Leroux Maxime, Jani Niketa, Sandler Steven J
Department of Microbiology, University of Massachusetts at Amherst, Amherst, Massachusetts, USA.
Department of Microbiology, University of Massachusetts at Amherst, Amherst, Massachusetts, USA
J Bacteriol. 2017 Aug 8;199(17). doi: 10.1128/JB.00267-17. Print 2017 Sep 1.

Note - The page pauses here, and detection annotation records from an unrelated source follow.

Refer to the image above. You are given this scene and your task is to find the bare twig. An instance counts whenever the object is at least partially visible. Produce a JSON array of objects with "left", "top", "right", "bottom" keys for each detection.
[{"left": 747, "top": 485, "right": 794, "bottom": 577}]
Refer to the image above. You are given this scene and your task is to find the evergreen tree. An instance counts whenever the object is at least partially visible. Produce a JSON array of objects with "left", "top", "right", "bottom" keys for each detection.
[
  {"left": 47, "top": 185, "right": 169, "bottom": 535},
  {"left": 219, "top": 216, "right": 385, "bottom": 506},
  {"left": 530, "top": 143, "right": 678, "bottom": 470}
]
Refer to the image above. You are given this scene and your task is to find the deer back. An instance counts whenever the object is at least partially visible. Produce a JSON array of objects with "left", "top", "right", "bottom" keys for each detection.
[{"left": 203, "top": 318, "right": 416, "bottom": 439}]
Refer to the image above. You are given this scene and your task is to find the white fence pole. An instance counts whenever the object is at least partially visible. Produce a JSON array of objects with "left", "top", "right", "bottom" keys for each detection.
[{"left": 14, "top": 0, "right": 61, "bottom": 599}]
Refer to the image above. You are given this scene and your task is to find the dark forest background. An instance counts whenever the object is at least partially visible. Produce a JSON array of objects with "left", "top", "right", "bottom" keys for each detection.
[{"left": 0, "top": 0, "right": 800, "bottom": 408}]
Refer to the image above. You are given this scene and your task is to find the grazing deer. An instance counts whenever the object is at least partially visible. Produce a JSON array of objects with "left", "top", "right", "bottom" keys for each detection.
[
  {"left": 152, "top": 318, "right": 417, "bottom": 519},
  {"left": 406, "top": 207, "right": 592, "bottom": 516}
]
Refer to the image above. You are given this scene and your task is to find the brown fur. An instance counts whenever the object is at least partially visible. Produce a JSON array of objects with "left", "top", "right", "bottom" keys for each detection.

The ability to restart broken DNA replication forks is essential across all domains of life. In , the , , , and genes encode the replication restart proteins (RRPs) to accomplish this task. PriA plays a critical role in replication restart such that its absence reveals a dramatic phenotype: poor growth, high basal levels of SOS expression, poorly partitioned nucleoids (Par), UV sensitivity, and recombination deficiency (Rec). PriA has 733 amino acids, and its structure is composed of six domains that enable it to bind to DNA replication fork-like structures, remodel the strands of DNA, interact with SSB (single-stranded DNA binding protein), PriB, and DnaT, and display ATPase, helicase, and translocase activities. We have characterized a new mutation called :: It is a composite mutation involving an insertion that truncates the protein within the winged-helix domain (at the 154th codon) and an ACG (Thr)-to-ATG (Met) mutation that allows reinitiation of translation at the 157th codon such that PriA is expressed in two pieces. :: phenotypes are like those of the wild type for growth, recombination, and UV resistance, revealing only a slightly increased level of SOS expression and defects in nucleoid partitioning in the mutant. Both parts of PriA are required for activity, and the N-terminal fragment can be optimized to yield wild-type activity. A deletion of the protease suppresses :: phenotypes. We hypothesize the two parts of PriA form a complex that supplies most of the PriA activity needed in the cell. PriA is a highly conserved multifunctional protein that plays a crucial role in the essential process of replication restart. Here we characterize an insertion mutation of with an intragenic suppressor such that it is now made in two parts. These two pieces split the winged-helix domain to separate the N-terminal 3' DNA-binding domain from the C-terminal domain of PriA. It is hypothesized that the two pieces form a complex that is capable of almost wild type function. The composite mutation leads to a moderate level of SOS expression and defects in partitioning of the chromosomes. Full function is restored by deletion of , suggesting that stability of this complex may be a reason for the partial phenotypes seen.
重新启动断裂的DNA复制叉的能力在生命的所有领域都是必不可少的。在[具体生物名称]中,[具体基因1]、[具体基因2]、[具体基因3]和[具体基因4]基因编码复制重新启动蛋白(RRP)来完成这项任务。PriA在复制重新启动中起关键作用,因此其缺失会揭示出一种显著的表型:生长不良、SOS表达的基础水平高、类核(Par)分配不良、紫外线敏感性和重组缺陷(Rec)。PriA有733个氨基酸,其结构由六个结构域组成,这些结构域使其能够结合到DNA复制叉样结构、重塑DNA链、与单链DNA结合蛋白(SSB)、PriB和DnaT相互作用,并表现出ATP酶、解旋酶和转位酶活性。我们鉴定了一个名为[具体名称]的新突变::它是一个复合突变,涉及一个插入,该插入在翼状螺旋结构域内(第154个密码子处)截断蛋白质,以及一个从ACG(苏氨酸)到ATG(甲硫氨酸)的突变,该突变允许在第157个密码子处重新启动翻译,使得PriA以两个片段的形式表达。::的表型在生长、重组和紫外线抗性方面与野生型相似,仅显示突变体中SOS表达水平略有增加和类核分配缺陷。PriA的两个部分都需要活性,并且N端片段可以优化以产生野生型活性。[具体蛋白酶名称]的缺失抑制了::的表型。我们假设PriA的两个部分形成一个复合物,该复合物提供细胞中所需的大部分PriA活性。PriA是一种高度保守的多功能蛋白质,在复制重新启动的基本过程中起关键作用。在这里,我们鉴定了一个带有基因内抑制子的[具体基因名称]插入突变,使得它现在以两个部分的形式产生。这两个片段将翼状螺旋结构域分开,将N端3' DNA结合结构域与PriA的C端结构域分离。据推测,这两个片段形成一个能够几乎发挥野生型[具体功能名称]功能的复合物。复合突变导致SOS表达处于中等水平以及染色体分配缺陷。通过缺失[具体基因名称]恢复了完全功能,这表明该复合物的稳定性可能是观察到部分表型的一个原因。